Universities need to listen and engage with empathy
For some time now Australian and global universities have responded to changes in policy, funding, demographics, technology and context by periodically re-examining their mission.
Each cycle of new leadership rightly begins with a review of strategic purpose. Such reviews often combine a reconnection with legacy and history, a response to competitive context, and an embrace of developments in technology. They are often coloured by the preferences in leadership style, and predispositions, of newly assembled leadership teams.
We have seen many great examples of this, including the excellent Creating a Future for All strategy that Griffith University vice-chancellor Carolyn Evans launched in late 2019. It is distinctively Griffith, it draws from its roots of interdisciplinarity and a social justice mission, and it sets that university apart in a landscape where strategies can all seem so alike.
Of course, the world was a different place then. Or was it? Many would argue that the COVID-19 pandemic, and our global lockdowns, have created a need for innovation, acceleration of digital pedagogy, review of academic structures and back office functions, and a search for new income streams, including the rush to a world of micro-credentials, all of which we were embarked upon anyway.
The deadline just got pulled forward. Rapidly.
What the Griffith University strategy, and some others, have at their heart is the concept of an engaged or civic university. As universities re-establish themselves post-COVID, strategies will inevitably evolve, certainly in their dependence on international students. But the selectivity and funding of research, the design and packaging of learning, the nature, location and extent of physical campuses, and the processes and technology that support academic enterprise in its new size and shape, may all need to change.
But what of our concept of engagement in a post-COVID Australian university world? Can we still afford it? Does it still matter? Will anyone be there and want to engage with us?
One concept that appears needed more than ever right now in all of our personal lives, in our relationships, and in our leadership, is empathy. The ability to put ourselves in other’s shoes and understand their needs.
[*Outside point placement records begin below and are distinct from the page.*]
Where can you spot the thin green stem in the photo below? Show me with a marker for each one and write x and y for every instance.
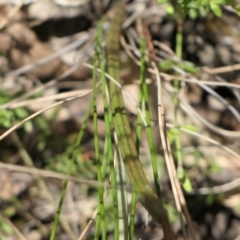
(107, 119)
(121, 125)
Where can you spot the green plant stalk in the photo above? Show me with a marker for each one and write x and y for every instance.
(138, 137)
(179, 39)
(121, 125)
(107, 119)
(71, 164)
(144, 90)
(101, 212)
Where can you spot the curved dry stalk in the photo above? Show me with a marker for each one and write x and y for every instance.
(177, 190)
(123, 131)
(58, 96)
(41, 87)
(77, 43)
(41, 111)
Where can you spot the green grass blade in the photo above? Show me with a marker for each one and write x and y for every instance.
(71, 165)
(107, 119)
(101, 212)
(144, 89)
(121, 125)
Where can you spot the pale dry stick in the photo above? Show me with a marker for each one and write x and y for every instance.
(42, 87)
(58, 96)
(225, 69)
(179, 197)
(10, 14)
(191, 112)
(41, 111)
(48, 174)
(17, 232)
(197, 81)
(125, 91)
(214, 128)
(224, 188)
(77, 43)
(170, 77)
(90, 221)
(163, 140)
(208, 139)
(213, 93)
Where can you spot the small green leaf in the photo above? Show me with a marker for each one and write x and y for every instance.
(172, 134)
(216, 9)
(21, 113)
(187, 185)
(188, 67)
(162, 1)
(6, 118)
(166, 65)
(190, 128)
(180, 174)
(170, 9)
(193, 14)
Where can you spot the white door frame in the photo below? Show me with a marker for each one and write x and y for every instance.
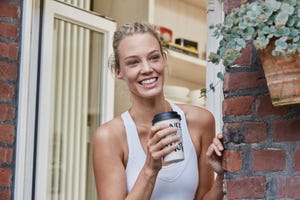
(214, 99)
(27, 130)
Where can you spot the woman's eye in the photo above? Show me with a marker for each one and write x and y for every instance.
(132, 62)
(155, 57)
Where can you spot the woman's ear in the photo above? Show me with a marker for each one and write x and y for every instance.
(118, 73)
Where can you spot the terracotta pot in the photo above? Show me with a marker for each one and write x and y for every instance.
(283, 77)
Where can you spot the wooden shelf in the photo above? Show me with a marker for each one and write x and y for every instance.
(186, 67)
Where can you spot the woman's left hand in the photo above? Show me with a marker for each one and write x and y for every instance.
(214, 154)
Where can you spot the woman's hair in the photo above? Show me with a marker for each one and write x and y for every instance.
(128, 30)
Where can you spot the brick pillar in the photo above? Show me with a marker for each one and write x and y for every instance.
(262, 142)
(9, 55)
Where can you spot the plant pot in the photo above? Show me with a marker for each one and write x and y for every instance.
(283, 77)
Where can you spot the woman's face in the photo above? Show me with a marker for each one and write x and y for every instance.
(141, 65)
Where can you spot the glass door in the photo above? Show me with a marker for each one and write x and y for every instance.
(76, 93)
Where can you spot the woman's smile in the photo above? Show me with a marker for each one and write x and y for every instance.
(148, 81)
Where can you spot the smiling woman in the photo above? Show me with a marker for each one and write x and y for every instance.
(133, 148)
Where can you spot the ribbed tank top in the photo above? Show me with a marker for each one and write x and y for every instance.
(176, 181)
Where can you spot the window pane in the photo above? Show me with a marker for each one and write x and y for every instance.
(76, 102)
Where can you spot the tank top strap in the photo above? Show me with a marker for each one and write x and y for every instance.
(134, 146)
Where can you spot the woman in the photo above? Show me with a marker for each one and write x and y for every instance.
(128, 150)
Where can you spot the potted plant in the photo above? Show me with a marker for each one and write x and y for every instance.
(273, 27)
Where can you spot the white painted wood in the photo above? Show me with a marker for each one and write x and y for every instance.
(214, 99)
(54, 9)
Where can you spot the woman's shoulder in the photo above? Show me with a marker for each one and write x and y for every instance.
(111, 132)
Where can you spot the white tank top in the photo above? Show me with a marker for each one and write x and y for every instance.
(176, 181)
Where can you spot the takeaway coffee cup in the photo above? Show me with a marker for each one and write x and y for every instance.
(173, 120)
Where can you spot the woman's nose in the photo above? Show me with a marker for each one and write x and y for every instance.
(146, 67)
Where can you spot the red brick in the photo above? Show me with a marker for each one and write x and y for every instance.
(247, 132)
(6, 91)
(245, 59)
(7, 112)
(5, 177)
(9, 50)
(5, 194)
(289, 187)
(266, 108)
(8, 30)
(297, 159)
(251, 80)
(238, 106)
(10, 10)
(8, 71)
(287, 130)
(268, 160)
(7, 133)
(253, 187)
(6, 155)
(232, 160)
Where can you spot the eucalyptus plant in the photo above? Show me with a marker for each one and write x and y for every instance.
(259, 23)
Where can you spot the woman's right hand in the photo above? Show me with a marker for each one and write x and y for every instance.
(158, 144)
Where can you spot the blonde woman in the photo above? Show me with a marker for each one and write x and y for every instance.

The ability to go beyond the Golden Rule of Leviticus, to “do unto others as you would have them do unto you”.
This might have worked in biblical times but seems very ill-suited to 2020, and particularly inappropriate to a university looking to re-engage with partners, alumni, schools, communities, government, industry and prospective donors. They are all different and want to be done unto in a way that suits their needs, not ours.
An empathetic engaged civic university is now needed more than ever. We should accelerate its development at the same pace that we rush for digital solutions, micro-credentials and new academic and professional staff structures, in any campuses we return to.
The world has changed. Our staff and students will never engage with us in the same way again. Our partners in industry, government and communities, and alumni, will look for connections with us through graduates in new ways. Research and professional development needs will have new priorities concerned with mental health, vaccine development, long-term social distancing practices, and business recovery, and will need new modes of engagement. We could try doing all this the way we always have, or in ways that we prefer. But surely now is the time to listen. To listen and lead through the new empathetically engaged university.
I imagine just about every university strategy will be being dusted off right now and looked at in fresh eyes, once its leaders can draw breath from the enormous pressures of the last five months. Many will be getting an injection of pace into the sections on digital and online learning and rationalisation of courses, academic structures and financial, human resource and facility support systems. There will be reappraisals of growth of student numbers and income for sure. They will need to perceive of a different size and shape to be fit for the different futures created for them. But how many will see the opportunity to combine a different size and shape, with a different flavour and culture?
A differentiator in the coming months and years will be how much and how quickly universities learn to listen and lead with empathy in their engagement. They might need people trained to listen as well as profess. The need to listen has never been greater. The fruits to be gained from doing so have never been more needed by universities, governments and the communities we serve.
Emeritus Professor Martin Betts was formerly deputy vice-chancellor (engagement) at Griffith University.